Figure 2.

Cellular expression pattern of IL-10 receptor in GG and TSC. Representative photomicrographs of immunocytochemical staining for IL-10Rα. Sections are counterstained with haematoxylin. Panels (A–C): IL-10Rα immunoreactivity (IR) in control brain. No detectable neuronal or glial labelling is observed in normal cortex (A–B; arrows indicate neurons) and white matter (C). Panels (D–E): IL-10Rα in gangliogliomas (GG). IL-10Rα IR was observed in dysplastic neurons (arrows, D and insert-a in E); insert in D shows expression of IL-10Rα (green) in a NeuN positive (red) dysplastic neuron; insert-b in E shows co-localization of IL-10Rα (blue) with pJAK (red). IL-10Rα IR was observed in scattered astroglial cells (arrowheads in E); insert-c in E shows co-localization of IL-10Rα (green) with GFAP (red). Panels (F–H): IL-10Rα in tuberous sclerosis complex (TSC). IL-10Rα IR was observed in dysmorphic neurons (arrows and inserts in F and H); IR was also observed in astrocytes (arrowheads; insert in H-a) and few giant cells (asterisks) within the dysplastic area.
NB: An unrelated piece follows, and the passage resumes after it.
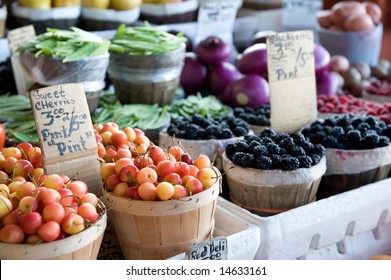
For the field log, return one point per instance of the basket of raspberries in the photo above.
(201, 135)
(273, 172)
(358, 151)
Insert in (F) shows expression of IL-10Rα (green) in a NeuN positive (red) dysmorphic neuron. Insert in (G) shows co-localization of IL-10Rα (green) with MAP2 (red). Insert (a) in (H) shows co-localization of IL-10Rα (green) with GFAP (red). Insert (b) in (H) shows co-localization of IL-10Rα (blue) with pS6 (red) in a dysmorphic neuron. Scale bar: (A, D): 100 µm; (F, G): 80 µm; (B, C, E): 40 µm; (H): 30 µm. Details on the cohort used are reported in Supplementary Information.